Tuesday, December 7, 2010

Al-Mazeedi and WilmerHale (and/or Maples and Calder): presenting the "truth" to US Courts

The English language is tremendously direct, and at the same time very nuanced, so that you can say nothing and appear to be saying a lot at the same time:

BACKGROUND
AL-MAZEEDI
"The Board of Directors has approved, and I am compensated, $440,000 annually..." [1st Al-Mazeedi Affidavit, Paragraph 15(a)]
Wael Al-Mazeedi tells the Court in his affidavit that Al-Mazeedi the "individual" or "shareholder" really doesn't have anything to do with the determination of his compensation:
"... I have not, either in my capacity as an individual or shareholder, taken or caused BTU Holdings to compensate me unreasonably or otherwise." [1st Al-Mazeedi Affidavit, Paragraph 15(c)]
THE COURT
In the MEMORANDUM AND ORDER PURSUANT TO RULE 1:28 in the Hayat litigation the Court establishes that Al-Mazeedi and Oishi are the ONLY directors of BTU Holdings.
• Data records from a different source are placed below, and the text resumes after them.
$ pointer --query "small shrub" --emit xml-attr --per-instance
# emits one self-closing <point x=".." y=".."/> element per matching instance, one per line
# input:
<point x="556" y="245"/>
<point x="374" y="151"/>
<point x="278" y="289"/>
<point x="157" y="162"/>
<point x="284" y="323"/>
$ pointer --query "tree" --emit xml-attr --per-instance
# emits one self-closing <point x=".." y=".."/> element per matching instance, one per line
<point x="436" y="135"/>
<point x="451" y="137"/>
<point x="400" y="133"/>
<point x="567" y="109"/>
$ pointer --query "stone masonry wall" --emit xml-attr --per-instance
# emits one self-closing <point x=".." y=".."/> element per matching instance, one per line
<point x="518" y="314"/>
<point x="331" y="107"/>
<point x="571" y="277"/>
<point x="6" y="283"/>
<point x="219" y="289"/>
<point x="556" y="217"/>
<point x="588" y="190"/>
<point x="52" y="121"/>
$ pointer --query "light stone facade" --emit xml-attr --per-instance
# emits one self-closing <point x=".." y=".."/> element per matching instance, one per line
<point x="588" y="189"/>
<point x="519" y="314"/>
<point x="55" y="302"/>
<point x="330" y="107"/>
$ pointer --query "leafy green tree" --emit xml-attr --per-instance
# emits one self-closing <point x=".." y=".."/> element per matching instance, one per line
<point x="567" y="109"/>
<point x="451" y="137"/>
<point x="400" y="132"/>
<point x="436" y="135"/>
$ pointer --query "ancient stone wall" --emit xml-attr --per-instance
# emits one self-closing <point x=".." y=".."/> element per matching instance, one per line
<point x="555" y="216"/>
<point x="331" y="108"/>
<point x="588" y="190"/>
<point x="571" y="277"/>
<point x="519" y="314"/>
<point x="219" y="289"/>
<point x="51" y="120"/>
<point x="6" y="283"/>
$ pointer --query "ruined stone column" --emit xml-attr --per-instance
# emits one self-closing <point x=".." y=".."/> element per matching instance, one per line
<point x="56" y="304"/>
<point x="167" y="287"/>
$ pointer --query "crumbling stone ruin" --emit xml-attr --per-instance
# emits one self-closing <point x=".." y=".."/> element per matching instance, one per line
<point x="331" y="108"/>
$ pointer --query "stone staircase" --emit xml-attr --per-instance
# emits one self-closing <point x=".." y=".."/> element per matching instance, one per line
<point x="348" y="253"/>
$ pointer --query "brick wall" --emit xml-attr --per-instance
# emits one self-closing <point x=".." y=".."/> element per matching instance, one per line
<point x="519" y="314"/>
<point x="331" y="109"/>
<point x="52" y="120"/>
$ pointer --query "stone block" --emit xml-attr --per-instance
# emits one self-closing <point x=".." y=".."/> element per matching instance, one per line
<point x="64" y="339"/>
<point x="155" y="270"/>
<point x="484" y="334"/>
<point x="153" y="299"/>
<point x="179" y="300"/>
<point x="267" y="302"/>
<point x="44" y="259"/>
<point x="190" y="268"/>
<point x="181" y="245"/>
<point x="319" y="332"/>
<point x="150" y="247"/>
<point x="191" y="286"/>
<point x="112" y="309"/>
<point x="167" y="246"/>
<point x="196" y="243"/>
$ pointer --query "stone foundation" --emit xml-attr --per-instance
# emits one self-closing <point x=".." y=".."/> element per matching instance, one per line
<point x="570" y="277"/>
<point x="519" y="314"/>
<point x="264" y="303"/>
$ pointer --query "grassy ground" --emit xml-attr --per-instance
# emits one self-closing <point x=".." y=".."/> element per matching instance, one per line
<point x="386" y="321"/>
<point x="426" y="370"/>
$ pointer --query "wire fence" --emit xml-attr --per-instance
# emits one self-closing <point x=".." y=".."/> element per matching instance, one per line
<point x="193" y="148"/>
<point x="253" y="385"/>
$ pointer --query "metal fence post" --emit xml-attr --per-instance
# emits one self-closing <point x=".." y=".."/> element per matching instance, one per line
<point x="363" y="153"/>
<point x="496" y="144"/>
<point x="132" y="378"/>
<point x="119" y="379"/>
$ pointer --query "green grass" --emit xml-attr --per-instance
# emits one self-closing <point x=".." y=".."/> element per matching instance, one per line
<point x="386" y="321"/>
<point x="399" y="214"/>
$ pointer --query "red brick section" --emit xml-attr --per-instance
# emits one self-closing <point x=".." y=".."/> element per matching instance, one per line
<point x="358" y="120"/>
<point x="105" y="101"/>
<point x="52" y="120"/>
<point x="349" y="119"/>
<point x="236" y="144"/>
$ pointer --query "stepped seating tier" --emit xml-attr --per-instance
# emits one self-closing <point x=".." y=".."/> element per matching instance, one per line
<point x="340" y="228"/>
  • "Al-Mazeedi and Oishi are the directors of BTU Holdings."
  • "No subsidiary in the BTU Group has an independent board and only Al-Mazeedi and Oishi make policy and substantive decisions."

AL-MAZEEDI
He tells the Court that it's really the Board of Directors of BTU Holdings that takes care of these kinds of things (in this case, he is talking about his compensation).
"Rather, consistent with Cayman Law and BTU Holdings' Articles of Association, BTU Holdings' Board of Directors ("Board of Directors") always approved my compensation in all respects." [1st Al-Mazeedi Affidavit, Paragraph 15]
The antonym to "unreasonably" would be "reasonably." In other words, by parsing words he is trying to represent that he has not directly had a hand in ANY WAY, SHAPE OR FORM, in deciding his compensation.

FACTS
The BTU Holdings Board of Directors includes ONLY Wael Al-Mazeedi and Mitsue Oishi.
Al-Mazeedi the "director" and Oishi the "director" set and approve his compensation ("unreasonably or otherwise").


CONCLUSION
In other words, Al-Mazeedi talks to his wife, Oishi, regarding how much he should be compensated or what kind of bonus he deserves, and Al-Mazeedi and Oishi, as "The Board of Directors" approve.